Charlie Kirk once stood in front of an audience and calmly declared that “some gun deaths” were an unfortunate but acceptable price for the Second Amendment. Not a slip of the tongue, not a phrase dragged from him in a heated row. No, this was his settled view, offered as if he were an actuary weighing up risks on a balance sheet. You die, but liberty lives on.
The trouble with treating lives as chips in a casino is that the wheel keeps spinning and sooner or later the ball lands on you. Kirk, in his unshakable belief that the freedom to own an arsenal is worth more than the freedom to stay alive, has joined the very ranks of the “unfortunate” dead he once waved away. The irony is so sharp you could cut yourself on it.

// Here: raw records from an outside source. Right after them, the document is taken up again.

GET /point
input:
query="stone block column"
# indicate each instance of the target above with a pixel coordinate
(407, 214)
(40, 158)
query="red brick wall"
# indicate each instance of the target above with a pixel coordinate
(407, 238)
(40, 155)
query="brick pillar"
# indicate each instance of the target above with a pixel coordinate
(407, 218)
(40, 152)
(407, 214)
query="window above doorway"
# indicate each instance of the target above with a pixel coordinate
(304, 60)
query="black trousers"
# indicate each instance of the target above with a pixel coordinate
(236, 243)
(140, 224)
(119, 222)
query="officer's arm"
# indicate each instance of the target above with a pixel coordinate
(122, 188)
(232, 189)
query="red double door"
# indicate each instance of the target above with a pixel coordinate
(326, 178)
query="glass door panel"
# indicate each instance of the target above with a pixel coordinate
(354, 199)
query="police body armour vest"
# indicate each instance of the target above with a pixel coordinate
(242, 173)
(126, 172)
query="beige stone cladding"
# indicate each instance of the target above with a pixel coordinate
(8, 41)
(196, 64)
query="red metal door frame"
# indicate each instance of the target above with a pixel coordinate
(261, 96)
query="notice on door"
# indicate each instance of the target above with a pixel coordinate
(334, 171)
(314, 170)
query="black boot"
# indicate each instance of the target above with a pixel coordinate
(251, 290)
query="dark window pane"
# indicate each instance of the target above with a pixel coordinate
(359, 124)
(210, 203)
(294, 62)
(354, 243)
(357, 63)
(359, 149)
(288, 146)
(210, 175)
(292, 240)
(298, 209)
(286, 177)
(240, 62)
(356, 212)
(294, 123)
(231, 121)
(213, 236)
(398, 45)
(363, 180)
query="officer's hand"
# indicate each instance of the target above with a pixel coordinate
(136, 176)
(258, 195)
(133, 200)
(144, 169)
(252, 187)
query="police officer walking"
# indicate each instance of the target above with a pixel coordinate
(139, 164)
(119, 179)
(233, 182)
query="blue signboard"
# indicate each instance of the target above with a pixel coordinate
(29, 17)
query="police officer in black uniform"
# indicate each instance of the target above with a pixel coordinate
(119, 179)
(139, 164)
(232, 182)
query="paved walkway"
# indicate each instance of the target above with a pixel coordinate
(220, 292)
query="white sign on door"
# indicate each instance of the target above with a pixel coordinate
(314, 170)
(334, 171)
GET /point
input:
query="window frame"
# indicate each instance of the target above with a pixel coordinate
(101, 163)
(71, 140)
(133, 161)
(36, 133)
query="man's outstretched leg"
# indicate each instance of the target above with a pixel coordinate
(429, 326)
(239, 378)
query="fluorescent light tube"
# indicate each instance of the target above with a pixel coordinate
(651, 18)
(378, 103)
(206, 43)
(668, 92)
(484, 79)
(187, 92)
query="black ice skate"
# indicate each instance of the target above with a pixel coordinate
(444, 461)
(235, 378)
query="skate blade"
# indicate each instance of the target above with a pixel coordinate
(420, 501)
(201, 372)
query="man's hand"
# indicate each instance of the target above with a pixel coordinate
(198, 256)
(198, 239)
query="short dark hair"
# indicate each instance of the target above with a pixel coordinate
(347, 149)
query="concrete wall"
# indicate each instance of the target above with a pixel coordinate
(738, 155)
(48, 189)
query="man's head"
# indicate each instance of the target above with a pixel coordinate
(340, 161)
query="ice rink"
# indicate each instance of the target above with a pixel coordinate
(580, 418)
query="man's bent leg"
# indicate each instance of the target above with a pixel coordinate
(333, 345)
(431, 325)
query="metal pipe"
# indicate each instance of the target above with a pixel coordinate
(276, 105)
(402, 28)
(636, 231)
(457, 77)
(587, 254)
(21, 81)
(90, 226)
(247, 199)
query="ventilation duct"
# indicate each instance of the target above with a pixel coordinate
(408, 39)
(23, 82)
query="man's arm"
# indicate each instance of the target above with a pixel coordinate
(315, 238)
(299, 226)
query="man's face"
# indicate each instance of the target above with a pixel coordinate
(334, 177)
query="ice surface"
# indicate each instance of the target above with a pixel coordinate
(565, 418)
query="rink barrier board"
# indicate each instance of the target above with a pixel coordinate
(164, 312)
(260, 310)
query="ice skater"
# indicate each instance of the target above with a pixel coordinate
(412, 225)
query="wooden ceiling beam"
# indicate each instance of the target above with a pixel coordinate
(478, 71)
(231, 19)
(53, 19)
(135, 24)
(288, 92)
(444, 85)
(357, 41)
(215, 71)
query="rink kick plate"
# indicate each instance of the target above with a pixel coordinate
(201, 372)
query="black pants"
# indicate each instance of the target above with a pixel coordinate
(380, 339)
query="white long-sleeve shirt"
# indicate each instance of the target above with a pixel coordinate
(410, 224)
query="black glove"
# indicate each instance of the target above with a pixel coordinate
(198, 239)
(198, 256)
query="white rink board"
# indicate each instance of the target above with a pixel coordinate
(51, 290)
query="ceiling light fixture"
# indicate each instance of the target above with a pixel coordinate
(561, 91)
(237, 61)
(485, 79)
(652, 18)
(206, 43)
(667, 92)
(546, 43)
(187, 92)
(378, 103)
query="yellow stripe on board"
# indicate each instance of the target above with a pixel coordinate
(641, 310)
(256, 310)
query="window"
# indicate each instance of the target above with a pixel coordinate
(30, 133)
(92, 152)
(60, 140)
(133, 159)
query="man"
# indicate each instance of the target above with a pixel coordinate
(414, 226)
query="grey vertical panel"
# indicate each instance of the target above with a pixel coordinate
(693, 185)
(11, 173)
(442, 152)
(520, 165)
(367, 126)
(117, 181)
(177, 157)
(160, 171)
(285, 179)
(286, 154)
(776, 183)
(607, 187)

Of course, his supporters will say he died a martyr to the cause, struck down in a political assassination. But strip away the grandstanding and you’re left with the brutal fact that he was killed by the thing he defended to the hilt. He insisted gun laws should be as loose as possible, that the state must never meddle with the sacred right to bear arms, and that the odd corpse along the way was an acceptable cost. Well, here’s the bill, and his name is printed in bold at the top.
It is not just tragic. It is grotesque. To have dismissed other people’s lives as expendable in service of a political fetish, only to end up a sacrifice to the very idol you polished, is the bleakest form of poetic justice. His words have turned into his epitaph.